Database migration from standalone machine to cluster

Stuart_S · March 6, 2023, 9:15am

Hi all ,

Currently i have an production live standalone mongodb server which is connected to an express nodejs application , now i went ahead and setup a replica set (3 machines) . Now how do i migrate data from this live DB to my replica set without any loss of data .

Aasawari · March 7, 2023, 4:08am

Hi @Stuart_S and welcome to the MongoDB Community forum!!

There could be two different ways to migrate from a standalone to a replica set.

Case 1: If you have no data in your database and you only have a deployment

The steps for the following are:

Shutdown the stand alone database.
Restart the process using --replSet in your deployment.
Add secondaries to the primary mongod process.
Connect you application with the primary of the replica set.

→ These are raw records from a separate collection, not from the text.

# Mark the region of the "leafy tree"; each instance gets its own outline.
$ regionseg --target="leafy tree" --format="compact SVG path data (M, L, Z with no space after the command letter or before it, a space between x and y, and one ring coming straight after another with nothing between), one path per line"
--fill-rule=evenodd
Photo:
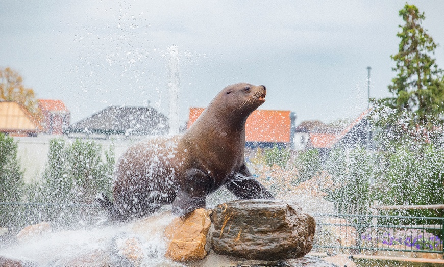
M23 85L23 78L10 68L0 69L0 101L17 102L36 119L40 117L34 90Z
M9 226L15 218L12 203L20 201L23 188L23 172L17 158L17 143L12 137L0 132L0 226Z
M397 34L401 39L399 50L391 56L398 74L388 86L394 97L386 99L386 103L407 111L415 123L432 125L444 113L443 71L432 58L437 45L421 26L425 17L416 7L406 4L399 15L405 24Z

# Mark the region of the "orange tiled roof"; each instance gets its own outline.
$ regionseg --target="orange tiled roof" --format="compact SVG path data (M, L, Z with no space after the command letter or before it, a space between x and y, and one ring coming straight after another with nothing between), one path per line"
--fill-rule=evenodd
M38 99L39 106L43 110L67 112L68 109L61 100Z
M202 108L190 108L189 128L204 111ZM245 125L247 142L289 142L291 119L289 111L256 110Z
M0 102L0 130L35 132L41 129L30 113L15 102Z
M314 148L329 148L336 137L330 134L312 133L310 134L310 143Z

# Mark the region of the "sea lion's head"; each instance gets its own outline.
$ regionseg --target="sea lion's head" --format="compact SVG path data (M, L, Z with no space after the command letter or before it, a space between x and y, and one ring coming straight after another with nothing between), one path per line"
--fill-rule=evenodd
M214 98L214 104L223 113L248 117L265 101L266 88L239 83L224 88Z

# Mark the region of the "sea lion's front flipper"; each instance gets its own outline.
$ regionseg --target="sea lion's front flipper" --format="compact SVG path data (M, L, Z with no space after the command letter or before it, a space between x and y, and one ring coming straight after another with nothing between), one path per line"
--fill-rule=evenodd
M177 215L205 208L205 198L212 185L209 177L199 169L187 170L185 175L183 186L179 187L172 202L172 212Z
M232 177L227 189L240 199L274 199L273 195L259 182L244 164L239 173Z
M273 194L253 176L236 176L227 189L240 199L274 199Z

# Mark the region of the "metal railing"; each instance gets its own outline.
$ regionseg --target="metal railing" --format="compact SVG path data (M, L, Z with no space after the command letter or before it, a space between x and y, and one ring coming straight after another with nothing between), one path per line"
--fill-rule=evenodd
M372 215L313 215L313 249L361 254L387 251L443 254L444 218Z

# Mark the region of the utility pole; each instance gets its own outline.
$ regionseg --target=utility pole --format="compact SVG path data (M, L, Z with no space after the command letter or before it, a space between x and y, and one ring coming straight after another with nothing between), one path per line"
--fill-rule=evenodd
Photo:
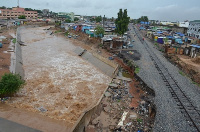
M17 0L17 7L19 8L19 0Z
M105 26L105 15L103 16L103 28Z

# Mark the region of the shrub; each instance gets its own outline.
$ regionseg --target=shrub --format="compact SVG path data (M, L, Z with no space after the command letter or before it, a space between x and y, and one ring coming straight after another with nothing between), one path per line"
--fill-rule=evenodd
M12 96L23 84L24 81L20 79L19 75L4 74L0 80L0 97Z

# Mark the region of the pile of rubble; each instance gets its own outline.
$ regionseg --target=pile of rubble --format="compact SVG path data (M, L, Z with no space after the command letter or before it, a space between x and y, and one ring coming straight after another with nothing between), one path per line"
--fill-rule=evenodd
M143 83L130 78L116 77L101 101L100 109L92 116L86 131L151 131L155 110L146 91L140 89ZM133 94L131 91L137 91ZM152 97L152 96L151 96ZM138 99L135 99L138 98ZM134 102L136 101L137 102ZM136 105L131 105L136 104Z

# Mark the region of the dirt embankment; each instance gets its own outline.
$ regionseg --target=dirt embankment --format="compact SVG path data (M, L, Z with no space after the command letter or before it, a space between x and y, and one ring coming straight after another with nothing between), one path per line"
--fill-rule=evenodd
M9 73L9 67L10 67L10 56L11 54L8 52L11 48L10 42L13 39L13 37L10 34L15 34L16 29L10 29L10 30L2 30L0 32L0 36L6 37L6 39L3 39L0 41L0 43L3 43L3 47L0 48L0 79L1 76L5 73Z

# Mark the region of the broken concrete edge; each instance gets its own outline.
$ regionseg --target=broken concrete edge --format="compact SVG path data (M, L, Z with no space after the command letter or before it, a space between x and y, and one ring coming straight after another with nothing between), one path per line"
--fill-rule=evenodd
M113 79L115 78L115 75L117 73L119 69L119 65L117 65L117 67L115 68L114 72L113 72L113 77L111 79L111 82L113 81ZM109 85L107 86L107 88L103 91L103 94L101 95L101 97L99 98L99 101L96 103L96 105L94 105L92 108L88 108L85 113L83 113L79 119L77 120L76 124L73 126L73 128L71 129L72 132L82 132L84 130L84 127L87 126L90 122L91 116L92 114L95 113L95 110L101 105L101 101L104 97L104 94L106 93L106 91L108 90ZM88 119L87 119L88 118ZM86 121L87 120L87 121Z
M113 68L117 68L118 65L116 63L114 63L113 61L108 60L107 58L102 57L101 55L97 54L97 53L93 53L92 54L94 57L96 57L97 59L103 61L104 63L108 64L109 66L113 67Z
M14 52L14 60L11 59L11 63L14 64L13 69L10 69L11 73L19 74L21 79L24 80L24 69L23 69L23 60L22 60L22 52L21 52L21 45L19 42L21 42L21 36L20 36L20 30L23 28L23 26L17 28L16 32L16 43L15 43L15 52Z
M13 67L10 68L10 72L13 74L19 74L21 79L24 80L24 68L23 68L23 59L22 59L22 49L21 49L21 34L20 31L23 28L35 28L39 27L38 25L26 25L26 26L19 26L16 31L16 43L15 43L15 50L14 50L14 59L11 59L10 64L13 63ZM23 42L24 44L24 42Z

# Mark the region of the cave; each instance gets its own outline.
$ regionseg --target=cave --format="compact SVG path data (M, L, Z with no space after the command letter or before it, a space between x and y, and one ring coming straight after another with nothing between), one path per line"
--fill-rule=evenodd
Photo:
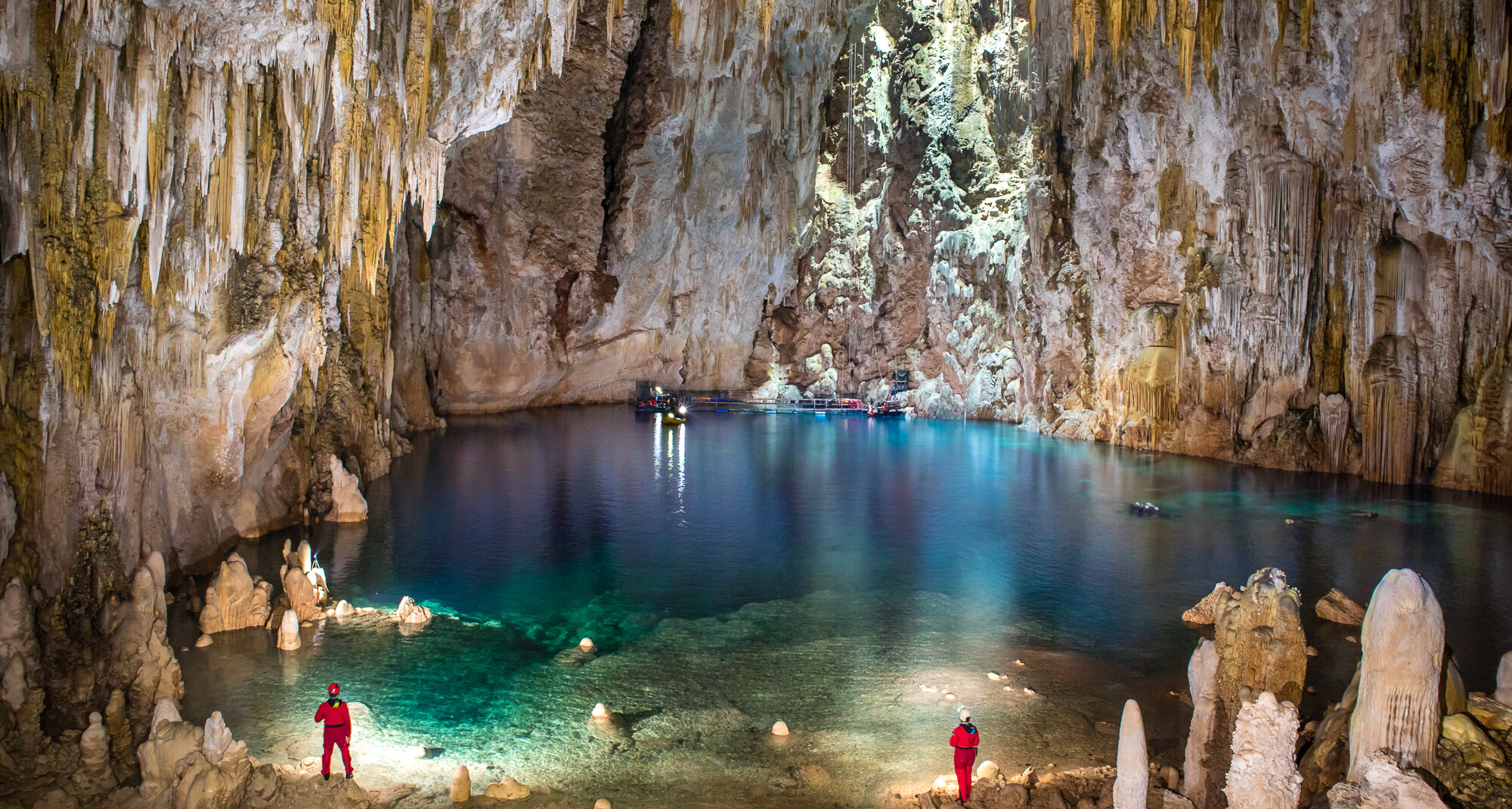
M0 0L0 809L1512 807L1509 26Z

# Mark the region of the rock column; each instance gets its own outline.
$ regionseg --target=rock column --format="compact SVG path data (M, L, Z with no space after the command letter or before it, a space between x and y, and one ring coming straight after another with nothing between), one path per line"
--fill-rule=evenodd
M1225 794L1235 809L1296 809L1302 800L1297 773L1297 708L1270 691L1238 709L1234 756Z
M1145 809L1149 797L1149 752L1145 747L1145 715L1139 703L1123 703L1119 723L1119 774L1113 780L1113 809Z
M1296 588L1287 587L1287 575L1281 570L1261 569L1243 590L1220 597L1214 629L1213 726L1204 739L1199 767L1204 785L1188 786L1205 801L1198 804L1201 809L1228 806L1223 786L1234 755L1234 721L1243 705L1241 694L1270 691L1296 705L1302 700L1308 670L1300 599Z
M1359 646L1349 780L1359 780L1365 758L1382 749L1403 767L1432 770L1444 665L1444 612L1433 588L1412 570L1388 572L1370 597Z

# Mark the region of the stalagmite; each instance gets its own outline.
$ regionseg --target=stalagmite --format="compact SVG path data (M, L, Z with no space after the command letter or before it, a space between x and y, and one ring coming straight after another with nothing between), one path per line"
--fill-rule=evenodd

Case 2: If you have a large collection in your database in the stand alone deployment:

The MongoDB tools mongoexport will convert the collection into the format of the choice and further the mongoimport.
Further, you can also use mongodump and mongorestore for the process.

However, please note that, mongoexport and mongoimport does not import and export the indexes in MongoDB. Hence you would be required to create index if using the former method.

Also, please refer to the documentation on How to Convert a standalone to replica set for further information.

Let us know if you have any further queries.

Best Regards
Aasawari

Kobe_W · March 7, 2023, 6:31pm

But this page says the instance can just be restarted wish a replica set name , no mentioning about data import/export at all.

Stuart_S · March 9, 2023, 12:25am

Thanks @Aasawari for the answer
I do have the Case 2 to do , but for live data and data that will be coming in continously, mongoexport or mongodump which is better?

Aasawari · March 15, 2023, 3:51am

Hi @Stuart_S

For live data migration, you need to convert the stand alone replica set to a single node replica set and then pull the data to Atlas.

Please note that, as per the documentation, you cannot user M0/M2/M5 shared tier clusters as source or destination for live migration.

To add more details to the above information,

If your data size is large, you can resync the replica set member to speed up the process.
If you wish to move data to Atlas, you can follow the documentation for the same.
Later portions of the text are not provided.